Poucos dias após a morte de meu avô, a vovó chamou-me ao canto. Não demonstrava sinais de abalo, pelo contrário: diria agora mais lívida, em um respirar folgado após os meses de luta do marido contra o câncer de próstata. E me disse em uma confissão levemente envergonhada:
— Seu avô nunca me amou.
De imediato não captei sentido dela dizer um despautério desses. Vovô fazia de tudo para agradá-la. Jamais a deixou na mão nem por um instante. Por que agora dizia algo assim?
— Ele amou outra mulher. Uma certa Jurema. Namoraram na juventude, mas o pai dela a obrigou a casar com outro. Seu avô se conformou comigo, mas no fundo jamais deixou de amá-la.

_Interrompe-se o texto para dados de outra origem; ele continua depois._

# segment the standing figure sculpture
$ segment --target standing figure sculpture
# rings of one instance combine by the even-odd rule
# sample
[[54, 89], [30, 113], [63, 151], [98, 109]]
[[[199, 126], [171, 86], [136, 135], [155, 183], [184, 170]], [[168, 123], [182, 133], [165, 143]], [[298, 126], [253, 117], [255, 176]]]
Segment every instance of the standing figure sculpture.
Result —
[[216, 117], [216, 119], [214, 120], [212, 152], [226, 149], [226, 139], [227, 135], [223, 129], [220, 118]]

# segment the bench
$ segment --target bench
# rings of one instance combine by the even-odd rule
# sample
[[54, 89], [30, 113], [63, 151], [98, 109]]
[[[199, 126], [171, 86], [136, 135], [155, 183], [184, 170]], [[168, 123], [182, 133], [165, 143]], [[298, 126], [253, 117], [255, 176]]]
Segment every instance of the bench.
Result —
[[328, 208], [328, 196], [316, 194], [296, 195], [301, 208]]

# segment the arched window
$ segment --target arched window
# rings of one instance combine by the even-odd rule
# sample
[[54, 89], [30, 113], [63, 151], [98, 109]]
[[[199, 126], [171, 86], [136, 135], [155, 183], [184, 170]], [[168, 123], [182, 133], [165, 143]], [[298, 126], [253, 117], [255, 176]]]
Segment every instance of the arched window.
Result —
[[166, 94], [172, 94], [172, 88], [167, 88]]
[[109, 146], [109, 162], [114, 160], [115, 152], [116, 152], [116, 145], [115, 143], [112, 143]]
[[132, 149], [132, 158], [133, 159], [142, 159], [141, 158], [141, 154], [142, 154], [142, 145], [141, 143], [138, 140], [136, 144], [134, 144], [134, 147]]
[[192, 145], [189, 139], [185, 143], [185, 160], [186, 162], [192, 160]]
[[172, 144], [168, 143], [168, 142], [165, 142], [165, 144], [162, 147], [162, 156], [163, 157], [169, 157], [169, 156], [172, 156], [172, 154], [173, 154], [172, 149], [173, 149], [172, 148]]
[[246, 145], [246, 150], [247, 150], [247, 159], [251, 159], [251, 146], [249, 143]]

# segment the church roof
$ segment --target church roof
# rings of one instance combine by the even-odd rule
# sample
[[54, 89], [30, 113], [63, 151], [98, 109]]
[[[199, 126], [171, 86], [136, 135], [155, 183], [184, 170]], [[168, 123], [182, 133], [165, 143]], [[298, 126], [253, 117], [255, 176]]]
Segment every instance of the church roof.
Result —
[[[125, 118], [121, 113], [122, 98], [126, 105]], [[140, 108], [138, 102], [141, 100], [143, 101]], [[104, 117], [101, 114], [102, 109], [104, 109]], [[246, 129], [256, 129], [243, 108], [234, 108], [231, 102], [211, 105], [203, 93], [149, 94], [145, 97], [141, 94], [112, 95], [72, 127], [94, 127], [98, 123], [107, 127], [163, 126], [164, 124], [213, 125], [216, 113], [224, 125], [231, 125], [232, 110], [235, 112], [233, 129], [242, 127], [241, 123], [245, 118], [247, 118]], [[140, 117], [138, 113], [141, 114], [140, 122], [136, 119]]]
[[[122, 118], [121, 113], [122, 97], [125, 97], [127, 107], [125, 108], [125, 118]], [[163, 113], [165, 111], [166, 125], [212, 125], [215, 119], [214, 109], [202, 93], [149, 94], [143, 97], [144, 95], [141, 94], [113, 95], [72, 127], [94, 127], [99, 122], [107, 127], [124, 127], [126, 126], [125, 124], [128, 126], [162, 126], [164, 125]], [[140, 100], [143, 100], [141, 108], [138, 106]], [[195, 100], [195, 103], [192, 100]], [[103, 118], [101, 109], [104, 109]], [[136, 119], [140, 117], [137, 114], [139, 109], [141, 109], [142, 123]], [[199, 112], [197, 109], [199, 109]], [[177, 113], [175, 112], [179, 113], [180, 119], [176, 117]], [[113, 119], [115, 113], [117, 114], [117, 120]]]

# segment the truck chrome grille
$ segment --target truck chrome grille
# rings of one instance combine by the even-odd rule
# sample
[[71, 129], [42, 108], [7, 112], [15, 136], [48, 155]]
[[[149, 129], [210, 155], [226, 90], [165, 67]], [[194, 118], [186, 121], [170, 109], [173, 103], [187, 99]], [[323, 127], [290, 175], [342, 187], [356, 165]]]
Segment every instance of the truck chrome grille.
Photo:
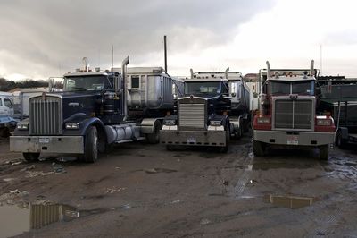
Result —
[[277, 129], [312, 129], [312, 100], [277, 99], [274, 126]]
[[62, 134], [62, 100], [56, 96], [38, 96], [29, 98], [29, 134]]
[[178, 106], [179, 126], [205, 128], [205, 104], [180, 103]]

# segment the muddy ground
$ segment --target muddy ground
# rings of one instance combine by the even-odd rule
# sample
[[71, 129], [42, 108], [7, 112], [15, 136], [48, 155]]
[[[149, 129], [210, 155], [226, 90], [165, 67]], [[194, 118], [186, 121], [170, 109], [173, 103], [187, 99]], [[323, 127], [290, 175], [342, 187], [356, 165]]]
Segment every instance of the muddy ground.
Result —
[[[301, 150], [254, 157], [249, 136], [227, 154], [130, 143], [84, 164], [27, 163], [8, 143], [0, 140], [0, 202], [10, 209], [0, 211], [0, 237], [357, 237], [353, 147], [320, 161]], [[24, 233], [19, 219], [2, 222], [10, 205], [34, 204], [71, 209], [48, 225], [37, 217], [37, 229]]]

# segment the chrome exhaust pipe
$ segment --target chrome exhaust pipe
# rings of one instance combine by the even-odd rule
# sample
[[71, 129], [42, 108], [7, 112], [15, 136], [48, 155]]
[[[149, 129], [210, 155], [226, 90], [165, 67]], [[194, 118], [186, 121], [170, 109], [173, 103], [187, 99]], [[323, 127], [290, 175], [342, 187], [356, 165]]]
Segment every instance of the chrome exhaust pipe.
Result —
[[267, 64], [267, 79], [270, 78], [270, 64], [269, 61], [266, 62]]
[[124, 115], [124, 120], [128, 115], [128, 102], [127, 102], [127, 65], [129, 62], [129, 56], [126, 57], [121, 63], [121, 110]]
[[224, 76], [226, 77], [226, 79], [228, 79], [228, 72], [229, 72], [229, 67], [227, 68], [227, 70], [224, 72]]
[[313, 68], [313, 64], [314, 64], [314, 61], [313, 60], [311, 60], [311, 63], [310, 64], [310, 75], [314, 75], [315, 74], [315, 70], [314, 70], [314, 68]]

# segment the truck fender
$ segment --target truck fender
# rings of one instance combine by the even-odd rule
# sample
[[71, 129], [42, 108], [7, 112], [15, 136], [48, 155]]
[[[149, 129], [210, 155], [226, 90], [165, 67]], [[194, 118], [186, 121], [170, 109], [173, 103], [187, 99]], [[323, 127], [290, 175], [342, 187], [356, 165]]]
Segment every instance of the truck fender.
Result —
[[[107, 146], [108, 135], [106, 133], [104, 124], [99, 118], [89, 117], [85, 121], [83, 121], [81, 124], [81, 135], [85, 136], [87, 130], [89, 130], [89, 128], [92, 126], [95, 126], [98, 132], [98, 140], [99, 140], [98, 150], [100, 152], [104, 152]], [[86, 140], [86, 137], [84, 140]]]
[[342, 140], [348, 140], [348, 128], [347, 127], [340, 127], [338, 129], [341, 133]]
[[[142, 134], [152, 134], [154, 131], [155, 123], [158, 122], [158, 123], [160, 123], [160, 125], [162, 125], [162, 119], [161, 119], [161, 118], [144, 118], [143, 121], [141, 121], [141, 124], [140, 124], [141, 133]], [[159, 130], [161, 130], [161, 129], [162, 128], [159, 128]]]
[[[231, 133], [234, 133], [236, 136], [242, 136], [242, 116], [238, 117], [230, 117], [230, 124], [233, 125], [233, 130], [231, 130]], [[232, 128], [231, 128], [232, 129]]]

Toda a dedicação de vovô, então, nascia não do amor, mas do sentimento de culpa. Por isso ele se levantava cedo para colocar o pão na mesa e sempre a abordava com um sorriso nos lábios, pelo seu incômodo consigo mesmo por trazer no peito a lembrança constante daquela com quem primeiramente pretendeu casar.
Pareceu-me algo um tanto quanto perturbador saber disso, e, mais ainda, a única pessoa a quem ela contou isso fui eu, em um estranho voto de confiança para quebrar em mim toda a crença na beleza da estrutura familiar. Como olhar os almoços de domingo sem mais imaginar o clima de amor e companheirismo antes reinante?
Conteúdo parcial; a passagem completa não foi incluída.